İkisinin yakın olduklarını biliyordu. Eğer bir derdi varsa Changbin bunu bilirdi.

"Olsa bile sana bir şey diyemem, Hyunjin. İyi geceler."

Arkasını dönmeden konuştuktan sonra odasına gitmişti. Hyunjin bozulsa da üstelemedi. Chungha da Minho'ya bir şey anlatmazdı, hak verdi.

İç çekerek Chungha'nın kapısına gitti ve kapısını çaldı. Çok geçmeden Chungha cevap verdi:

"Hyunjin sensen gir. Başkasıysa gitsin."

Gülerek kapıyı açıp içeriye girdi. Onu masasının başında dosyalar içerisinde bulmak pek de şaşırtıcı değildi.

"Ooo, uyanıksın."

Hyunjin masasının yanındaki sandalyeye oturup başını salladı.
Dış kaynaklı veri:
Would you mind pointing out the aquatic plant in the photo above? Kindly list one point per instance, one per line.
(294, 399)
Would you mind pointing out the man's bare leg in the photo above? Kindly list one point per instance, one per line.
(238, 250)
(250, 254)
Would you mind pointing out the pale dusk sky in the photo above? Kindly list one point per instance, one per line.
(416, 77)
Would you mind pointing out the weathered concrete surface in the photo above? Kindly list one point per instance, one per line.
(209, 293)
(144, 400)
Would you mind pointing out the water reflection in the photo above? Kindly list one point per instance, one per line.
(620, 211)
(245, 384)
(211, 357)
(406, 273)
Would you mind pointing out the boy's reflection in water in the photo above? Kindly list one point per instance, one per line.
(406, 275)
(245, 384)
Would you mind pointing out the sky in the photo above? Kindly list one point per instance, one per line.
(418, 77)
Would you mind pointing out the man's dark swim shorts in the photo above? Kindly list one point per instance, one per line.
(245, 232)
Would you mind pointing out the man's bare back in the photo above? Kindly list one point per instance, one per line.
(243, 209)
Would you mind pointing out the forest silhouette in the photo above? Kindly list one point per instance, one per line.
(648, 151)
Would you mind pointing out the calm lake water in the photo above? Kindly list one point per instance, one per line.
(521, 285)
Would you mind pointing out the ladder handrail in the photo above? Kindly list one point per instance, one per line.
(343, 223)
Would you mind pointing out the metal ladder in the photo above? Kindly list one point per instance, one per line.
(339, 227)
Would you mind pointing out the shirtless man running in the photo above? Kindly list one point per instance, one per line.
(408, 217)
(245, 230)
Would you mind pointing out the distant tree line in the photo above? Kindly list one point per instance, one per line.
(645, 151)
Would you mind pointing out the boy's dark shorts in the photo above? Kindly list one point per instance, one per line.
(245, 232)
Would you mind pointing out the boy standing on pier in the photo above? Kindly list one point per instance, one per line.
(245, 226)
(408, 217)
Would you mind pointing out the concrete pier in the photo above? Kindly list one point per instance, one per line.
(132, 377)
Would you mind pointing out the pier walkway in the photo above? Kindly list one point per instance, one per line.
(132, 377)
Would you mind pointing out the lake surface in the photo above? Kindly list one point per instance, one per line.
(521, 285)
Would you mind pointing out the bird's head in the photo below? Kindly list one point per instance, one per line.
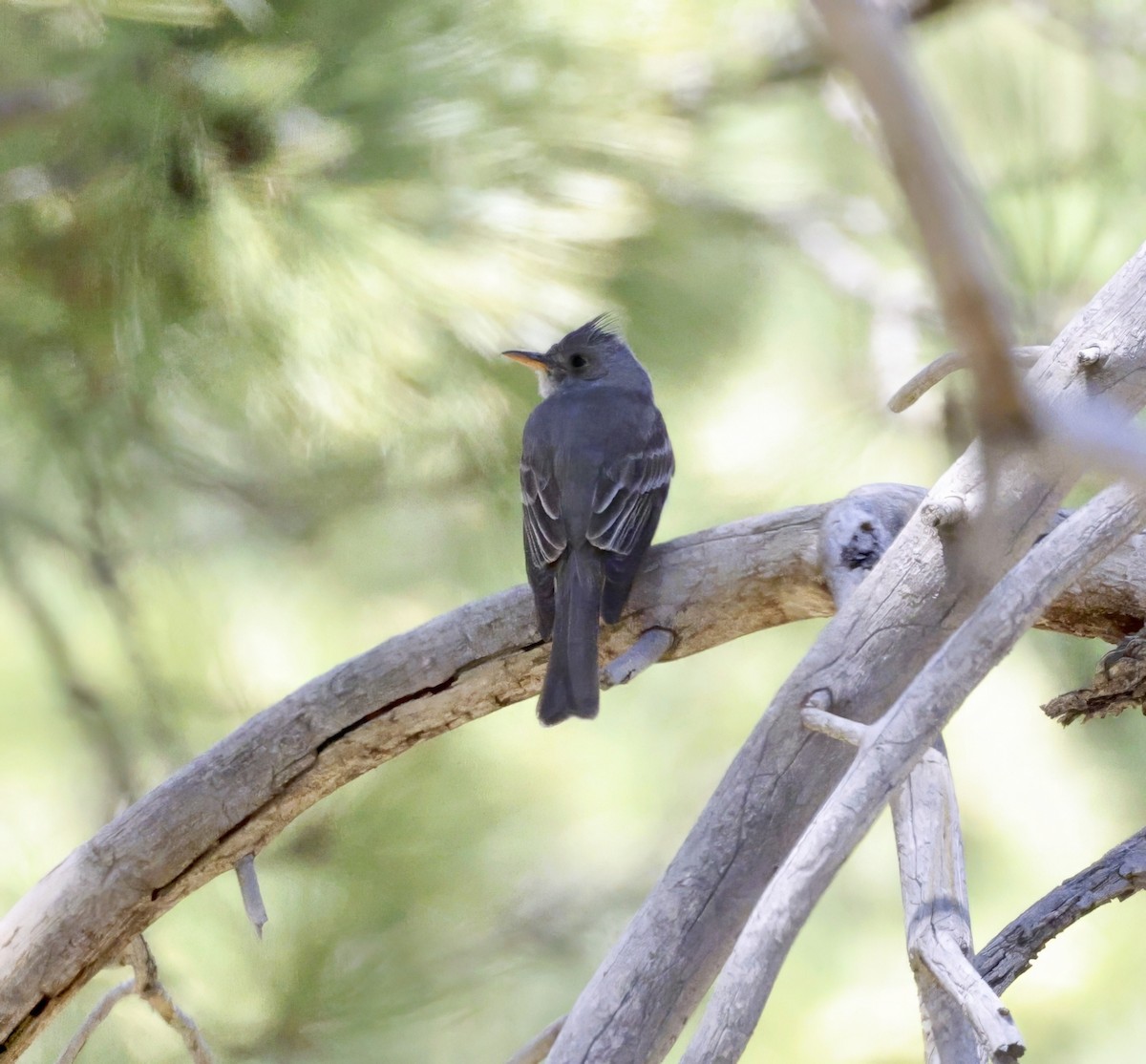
(591, 353)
"Öğlenden beri uyuyorum. Geri uyuyacaktım ama," cümlenin devamını getirmeden tereddütle alt dudağını ısırdı. Chungha elindeki belgeyi bırakıp sandalyesini ona döndürdü. "Ama?" Sorgulayan bakışları ile onu çözmeye çalışıyordu. Hyunjin'i böyle baskıladığında kaçamazdı.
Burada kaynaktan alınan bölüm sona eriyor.